心腔内除細動カテーテルおよびFrozen Elephant Trunk(以下、「FET」という)において、前期より他社の新規参入により競争が生じています。心腔内除細動カテーテルについては、既存モデルのラインナップ追加に加え、当社独自モデルを新たに展開したことで、製品競争力を強化しました。この結果、2社の競合企業参入の影響を抑え、95%程度の市場シェアを維持しています。FETについては、新モデルとして投入した人工血管と一体型のFETの販売に注力したことにより、シェア喪失を最小限に抑えました。さらに、症例カバー率の増加を目的に競合企業が得意としていたサイズのラインナップを強化しました。この結果、FETは市場シェア90%超を維持しています。今後も医療現場のニーズに基づいた製品開発を継続し、新製品や新しいモデルの導入などにより、市場競争力の強化に努めてまいります。

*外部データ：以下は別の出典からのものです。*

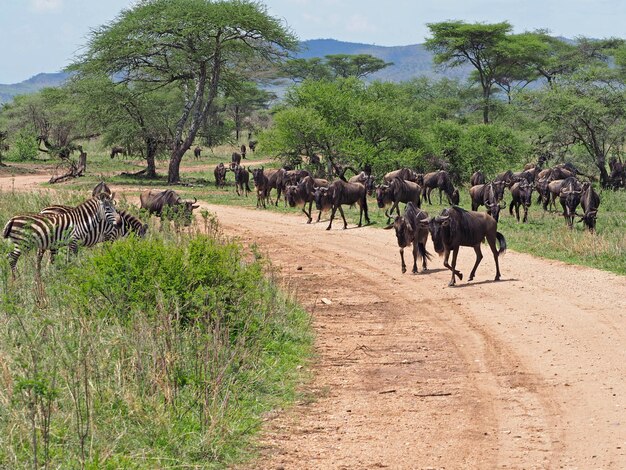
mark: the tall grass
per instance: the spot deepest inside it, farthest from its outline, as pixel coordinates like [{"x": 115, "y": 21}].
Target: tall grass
[{"x": 151, "y": 353}]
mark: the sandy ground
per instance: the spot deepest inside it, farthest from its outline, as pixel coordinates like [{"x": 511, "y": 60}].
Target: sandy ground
[{"x": 411, "y": 374}]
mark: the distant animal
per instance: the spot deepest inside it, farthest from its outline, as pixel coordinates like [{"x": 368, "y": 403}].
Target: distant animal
[
  {"x": 50, "y": 231},
  {"x": 440, "y": 180},
  {"x": 168, "y": 204},
  {"x": 590, "y": 202},
  {"x": 219, "y": 173},
  {"x": 242, "y": 179},
  {"x": 104, "y": 231},
  {"x": 102, "y": 188},
  {"x": 521, "y": 195},
  {"x": 344, "y": 193},
  {"x": 569, "y": 197},
  {"x": 235, "y": 158},
  {"x": 117, "y": 150},
  {"x": 397, "y": 191},
  {"x": 261, "y": 185},
  {"x": 412, "y": 229},
  {"x": 477, "y": 178},
  {"x": 304, "y": 193},
  {"x": 456, "y": 227}
]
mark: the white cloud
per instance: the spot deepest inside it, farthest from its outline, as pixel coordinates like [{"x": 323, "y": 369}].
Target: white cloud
[{"x": 46, "y": 5}]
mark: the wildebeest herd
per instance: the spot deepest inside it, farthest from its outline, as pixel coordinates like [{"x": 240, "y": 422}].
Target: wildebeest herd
[{"x": 97, "y": 219}]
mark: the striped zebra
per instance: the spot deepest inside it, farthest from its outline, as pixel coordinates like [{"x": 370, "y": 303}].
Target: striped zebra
[
  {"x": 104, "y": 231},
  {"x": 51, "y": 231}
]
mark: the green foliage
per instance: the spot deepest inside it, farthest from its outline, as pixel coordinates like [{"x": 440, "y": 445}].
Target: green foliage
[
  {"x": 159, "y": 350},
  {"x": 24, "y": 146}
]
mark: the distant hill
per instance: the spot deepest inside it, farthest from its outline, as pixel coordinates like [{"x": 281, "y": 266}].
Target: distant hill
[
  {"x": 33, "y": 84},
  {"x": 409, "y": 62}
]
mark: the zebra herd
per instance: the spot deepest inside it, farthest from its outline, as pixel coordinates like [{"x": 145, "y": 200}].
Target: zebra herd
[{"x": 94, "y": 221}]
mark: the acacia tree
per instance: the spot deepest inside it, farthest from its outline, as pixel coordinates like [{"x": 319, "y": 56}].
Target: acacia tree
[
  {"x": 457, "y": 43},
  {"x": 198, "y": 45},
  {"x": 586, "y": 110}
]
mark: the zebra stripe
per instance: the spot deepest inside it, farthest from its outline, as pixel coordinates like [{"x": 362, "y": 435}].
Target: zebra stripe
[
  {"x": 50, "y": 231},
  {"x": 105, "y": 231}
]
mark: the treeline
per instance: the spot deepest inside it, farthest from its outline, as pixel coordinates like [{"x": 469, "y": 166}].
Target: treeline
[{"x": 530, "y": 95}]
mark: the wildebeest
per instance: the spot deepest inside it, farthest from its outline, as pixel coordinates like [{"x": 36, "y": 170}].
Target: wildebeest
[
  {"x": 456, "y": 227},
  {"x": 220, "y": 175},
  {"x": 486, "y": 195},
  {"x": 366, "y": 180},
  {"x": 569, "y": 197},
  {"x": 589, "y": 201},
  {"x": 477, "y": 178},
  {"x": 242, "y": 179},
  {"x": 168, "y": 203},
  {"x": 117, "y": 150},
  {"x": 235, "y": 159},
  {"x": 261, "y": 185},
  {"x": 440, "y": 180},
  {"x": 344, "y": 193},
  {"x": 410, "y": 229},
  {"x": 102, "y": 188},
  {"x": 397, "y": 191},
  {"x": 405, "y": 174},
  {"x": 521, "y": 193}
]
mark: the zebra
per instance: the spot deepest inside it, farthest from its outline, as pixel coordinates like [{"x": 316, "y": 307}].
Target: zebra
[
  {"x": 49, "y": 231},
  {"x": 104, "y": 231}
]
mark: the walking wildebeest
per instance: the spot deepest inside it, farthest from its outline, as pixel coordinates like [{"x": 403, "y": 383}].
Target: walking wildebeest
[
  {"x": 589, "y": 201},
  {"x": 220, "y": 175},
  {"x": 456, "y": 227},
  {"x": 167, "y": 203},
  {"x": 440, "y": 180},
  {"x": 477, "y": 178},
  {"x": 397, "y": 191},
  {"x": 242, "y": 179},
  {"x": 117, "y": 150},
  {"x": 410, "y": 230},
  {"x": 486, "y": 195},
  {"x": 261, "y": 185},
  {"x": 344, "y": 193},
  {"x": 521, "y": 193},
  {"x": 569, "y": 197}
]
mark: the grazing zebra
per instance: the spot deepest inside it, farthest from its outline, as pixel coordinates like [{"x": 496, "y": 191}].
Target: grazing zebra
[
  {"x": 104, "y": 231},
  {"x": 50, "y": 231}
]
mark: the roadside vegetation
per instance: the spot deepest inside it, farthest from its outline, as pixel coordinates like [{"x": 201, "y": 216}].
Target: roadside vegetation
[{"x": 149, "y": 353}]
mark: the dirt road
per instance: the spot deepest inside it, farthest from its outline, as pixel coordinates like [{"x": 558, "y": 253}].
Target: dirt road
[{"x": 526, "y": 373}]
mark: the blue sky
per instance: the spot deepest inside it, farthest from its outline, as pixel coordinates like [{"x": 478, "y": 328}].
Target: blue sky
[{"x": 44, "y": 35}]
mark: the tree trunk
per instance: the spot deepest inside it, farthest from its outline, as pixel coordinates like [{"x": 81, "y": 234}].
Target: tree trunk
[
  {"x": 151, "y": 150},
  {"x": 173, "y": 173}
]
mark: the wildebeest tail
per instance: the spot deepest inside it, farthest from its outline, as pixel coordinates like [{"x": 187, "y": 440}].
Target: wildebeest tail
[
  {"x": 423, "y": 252},
  {"x": 7, "y": 229},
  {"x": 502, "y": 242}
]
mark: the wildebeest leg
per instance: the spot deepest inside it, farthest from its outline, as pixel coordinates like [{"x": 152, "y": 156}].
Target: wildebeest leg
[
  {"x": 332, "y": 216},
  {"x": 343, "y": 216},
  {"x": 479, "y": 257},
  {"x": 415, "y": 253},
  {"x": 494, "y": 250},
  {"x": 308, "y": 215},
  {"x": 402, "y": 259},
  {"x": 453, "y": 267}
]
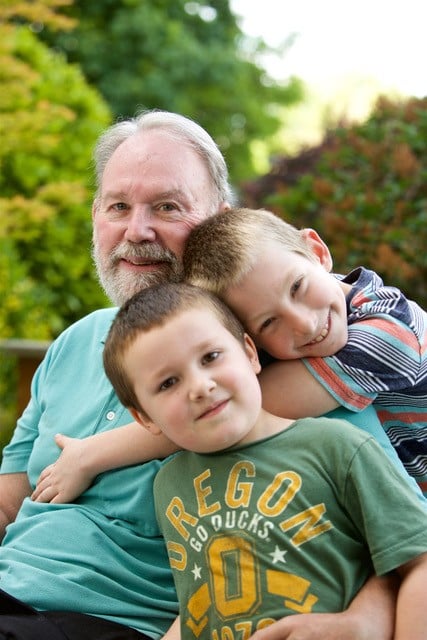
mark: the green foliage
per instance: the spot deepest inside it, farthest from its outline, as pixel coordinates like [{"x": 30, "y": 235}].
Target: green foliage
[
  {"x": 182, "y": 56},
  {"x": 49, "y": 119},
  {"x": 367, "y": 195}
]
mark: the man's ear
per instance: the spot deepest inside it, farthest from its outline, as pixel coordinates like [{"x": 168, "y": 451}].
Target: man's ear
[
  {"x": 95, "y": 206},
  {"x": 252, "y": 353},
  {"x": 144, "y": 420},
  {"x": 318, "y": 248}
]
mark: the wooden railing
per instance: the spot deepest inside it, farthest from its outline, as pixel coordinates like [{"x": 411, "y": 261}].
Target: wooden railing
[{"x": 28, "y": 354}]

収益の拡大においては、前期に販売を開始した大腿静脈用止血デバイスの市場浸透を加速させ、発売後1年で20億円を超える規模の事業に成長させました。大腿静脈用止血デバイスは、心房細動のアブレーション手術後の早期止血を可能とし、医療従事者の負担軽減と患者様のクオリティ・オブ・ライフ向上の双方へ貢献できる商品です。当期末時点では、全国のアブレーション実施施設の半数にあたる約400施設で採用され、心房細動症例の3割程度で使用されました。採用施設数の拡大に注力し、中長期では40億円から50億円程度の売上高を目指します。

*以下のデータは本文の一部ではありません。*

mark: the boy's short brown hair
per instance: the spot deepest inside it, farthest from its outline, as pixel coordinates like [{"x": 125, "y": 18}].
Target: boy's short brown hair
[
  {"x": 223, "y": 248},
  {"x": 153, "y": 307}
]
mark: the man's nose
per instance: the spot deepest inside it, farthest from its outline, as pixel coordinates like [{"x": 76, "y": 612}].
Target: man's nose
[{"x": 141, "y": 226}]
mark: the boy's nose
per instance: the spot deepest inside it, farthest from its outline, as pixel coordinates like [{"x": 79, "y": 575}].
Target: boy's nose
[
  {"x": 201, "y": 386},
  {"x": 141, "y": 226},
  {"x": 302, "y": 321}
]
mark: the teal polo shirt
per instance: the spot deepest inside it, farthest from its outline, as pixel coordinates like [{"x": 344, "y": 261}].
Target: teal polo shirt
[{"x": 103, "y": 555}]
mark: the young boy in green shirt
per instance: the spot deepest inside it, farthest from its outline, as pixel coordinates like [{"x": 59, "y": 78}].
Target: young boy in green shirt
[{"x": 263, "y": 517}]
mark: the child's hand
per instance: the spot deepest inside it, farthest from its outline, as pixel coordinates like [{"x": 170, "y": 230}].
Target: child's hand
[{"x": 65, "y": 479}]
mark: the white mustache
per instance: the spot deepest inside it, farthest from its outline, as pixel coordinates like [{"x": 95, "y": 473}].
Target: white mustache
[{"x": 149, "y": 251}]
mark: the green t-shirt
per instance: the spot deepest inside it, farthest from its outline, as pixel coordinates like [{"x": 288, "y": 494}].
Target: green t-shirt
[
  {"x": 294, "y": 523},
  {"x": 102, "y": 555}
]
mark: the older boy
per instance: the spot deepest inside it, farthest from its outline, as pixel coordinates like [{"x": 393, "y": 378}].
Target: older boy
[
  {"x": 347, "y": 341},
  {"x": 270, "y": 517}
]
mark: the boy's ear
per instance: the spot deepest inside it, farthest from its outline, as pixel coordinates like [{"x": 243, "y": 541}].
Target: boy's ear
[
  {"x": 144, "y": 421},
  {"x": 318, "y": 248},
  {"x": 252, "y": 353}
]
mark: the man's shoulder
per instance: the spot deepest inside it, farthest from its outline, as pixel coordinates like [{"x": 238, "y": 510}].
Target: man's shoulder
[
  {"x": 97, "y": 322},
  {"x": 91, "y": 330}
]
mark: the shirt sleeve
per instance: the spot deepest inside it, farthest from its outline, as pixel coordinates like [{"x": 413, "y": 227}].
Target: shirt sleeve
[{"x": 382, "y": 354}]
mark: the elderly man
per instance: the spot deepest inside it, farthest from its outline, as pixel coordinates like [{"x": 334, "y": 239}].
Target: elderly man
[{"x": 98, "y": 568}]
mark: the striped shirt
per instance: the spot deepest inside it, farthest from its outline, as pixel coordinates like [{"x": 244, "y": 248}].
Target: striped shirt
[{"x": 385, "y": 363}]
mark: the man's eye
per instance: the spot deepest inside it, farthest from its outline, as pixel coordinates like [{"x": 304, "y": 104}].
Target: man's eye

当期は心房細動アブレーションの領域においてPFA(パルス・フィールド・アブレーション)という新たな治療法が市場導入されました。この治療法は合併症リスクの低減と手技時間の短縮が期待できるため、多くの医療機関で導入が進むと予想しています。当社は2025年2月に、独自のPFAシステムを有するCardioFocus社とPFA製品の共同開発およびグローバル市場への供給を目的とした戦略的パートナーシップを締結しました。当社の強みであるカテーテル製造技術とCardioFocus社のPFAに関する臨床および装置ノウハウを組合せた競争力ある製品を開発し、PFA市場への早期参入を目指します。
ⅲ.資本効率を意識した経営の強化
当社グループは上記の施策により着実な事業成長を実現するとともに、適切な資本配分を行うことで、資本効率の向上を目指しています。資本効率を測定するKPIとして、ROIC(投下資本利益率)を採用しており、2028年3月期にROIC13%以上を目標としています。自社の資本コストについては、投資家の皆さまとの対話も踏まえ、WACC8%程度と分析しています。

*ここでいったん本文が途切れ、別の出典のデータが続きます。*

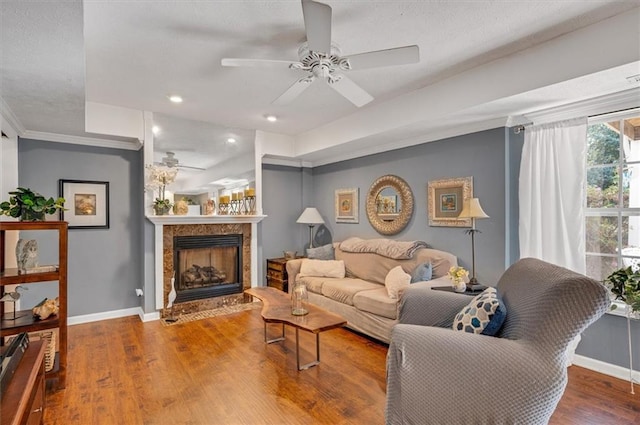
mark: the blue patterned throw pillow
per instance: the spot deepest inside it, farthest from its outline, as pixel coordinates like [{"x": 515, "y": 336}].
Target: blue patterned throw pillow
[
  {"x": 421, "y": 273},
  {"x": 484, "y": 315}
]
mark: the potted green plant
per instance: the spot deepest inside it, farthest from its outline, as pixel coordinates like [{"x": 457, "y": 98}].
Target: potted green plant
[
  {"x": 28, "y": 205},
  {"x": 625, "y": 285}
]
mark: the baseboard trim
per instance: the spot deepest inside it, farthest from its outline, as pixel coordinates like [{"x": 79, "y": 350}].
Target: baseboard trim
[
  {"x": 115, "y": 314},
  {"x": 606, "y": 368},
  {"x": 149, "y": 317}
]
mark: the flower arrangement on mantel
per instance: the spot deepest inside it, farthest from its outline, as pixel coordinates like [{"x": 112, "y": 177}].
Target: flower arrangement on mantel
[
  {"x": 459, "y": 276},
  {"x": 158, "y": 177}
]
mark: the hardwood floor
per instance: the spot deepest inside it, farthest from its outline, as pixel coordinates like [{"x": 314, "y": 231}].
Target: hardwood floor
[{"x": 220, "y": 371}]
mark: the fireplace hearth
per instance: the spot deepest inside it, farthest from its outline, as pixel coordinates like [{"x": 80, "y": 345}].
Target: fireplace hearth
[{"x": 207, "y": 266}]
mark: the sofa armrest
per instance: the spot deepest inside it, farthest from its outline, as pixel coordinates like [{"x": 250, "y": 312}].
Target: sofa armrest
[
  {"x": 421, "y": 305},
  {"x": 438, "y": 376},
  {"x": 293, "y": 269}
]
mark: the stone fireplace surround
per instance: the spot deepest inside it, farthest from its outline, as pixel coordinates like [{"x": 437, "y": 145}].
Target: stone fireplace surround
[{"x": 166, "y": 227}]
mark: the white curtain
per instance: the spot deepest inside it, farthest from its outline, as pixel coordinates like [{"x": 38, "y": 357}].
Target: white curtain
[{"x": 551, "y": 192}]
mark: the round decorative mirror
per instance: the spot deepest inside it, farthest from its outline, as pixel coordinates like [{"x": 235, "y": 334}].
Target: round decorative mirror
[{"x": 389, "y": 204}]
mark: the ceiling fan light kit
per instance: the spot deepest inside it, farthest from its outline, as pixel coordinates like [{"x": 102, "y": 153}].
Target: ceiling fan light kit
[{"x": 322, "y": 59}]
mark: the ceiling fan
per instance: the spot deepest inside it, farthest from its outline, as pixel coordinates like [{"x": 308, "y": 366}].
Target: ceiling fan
[
  {"x": 171, "y": 161},
  {"x": 321, "y": 58}
]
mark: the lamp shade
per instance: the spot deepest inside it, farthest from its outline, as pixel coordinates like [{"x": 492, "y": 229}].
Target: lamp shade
[
  {"x": 472, "y": 209},
  {"x": 310, "y": 216}
]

上方修正を行った中期経営計画において、キャッシュ・アロケーションおよび株主還元の方針を次のとおり公表しています。中期経営計画期間においては、原則として、次の方針に従った運営を行います。
(キャッシュ・アロケーションの方針)
●財務安全性確保のため手元キャッシュは100億円程度
●成長の機会と財務状況に基づき以下に配分する
・事業運営に必要な設備の更新
・研究開発やグローバル推進に伴う設備増強を含む成長投資
・配当(ベース)
・配当(上乗せ)または自己株式の取得
(株主還元の方針)
・配当(ベース)は安定性と継続性を重視し、配当性向40%またはDOE(株主資本配当率)5%のいずれか高い方を採用する
・上記に加え、中期経営計画の数値目標の達成状況、成長の機会および財務状況を考慮し、追加の還元策として、配当(上乗せ)または自己株式の取得を検討する
・本計画の期間における還元総額の目安は270億円から300億円程度とする
(ROIC改善のための主な取組み)
・営業効率を高めるための医師向けのオンライン・プラットフォーム等を活用したデジタルマーケティングの推進
・ROICの持続的な改善に向けた重点取組事項の選定と推進(売上総利益率および棚卸資産回転率)
ⅳ.グローバル売上高の拡大とOEM製造の推進
当社グループは中長期的な事業成長を実現するため、「グローバル売上高の拡大とOEM製造の推進」を新たに重点施策に設定し、下記の取組みを推進してまいります。
・グローバル売上高の拡大
心臓血管および消化器領域の自社製品について、海外における販路開拓を加速していきます。中期経営計画の期間内では、日本国内承認で展開できる中東・アジアを中心に十数か国へ販路を広げつつ、米国FDAや欧州CEの承認取得のために必要な品質管理システム規制への対応等を迅速に進めます。長期的には、当社のコア自社製品である心腔内除細動カテーテルやFrozen Elephant Trunk 製品の米国や欧州市場への輸出を目指して取り組んでいきます。
・OEM製造の推進
当社グループが長年培ってきたカテーテルやステントなどの技術やノウハウを最大限に活かし、国内外でのOEM製品の展開を推進することにより、新たな事業機会の創出に取り組んでいきます。
② サステナビリティの取組み
当社ではサステナビリティの取組みを対処すべき課題と認識しています。
詳細については「2 サステナビリティに関する考え方及び取組」をご覧ください。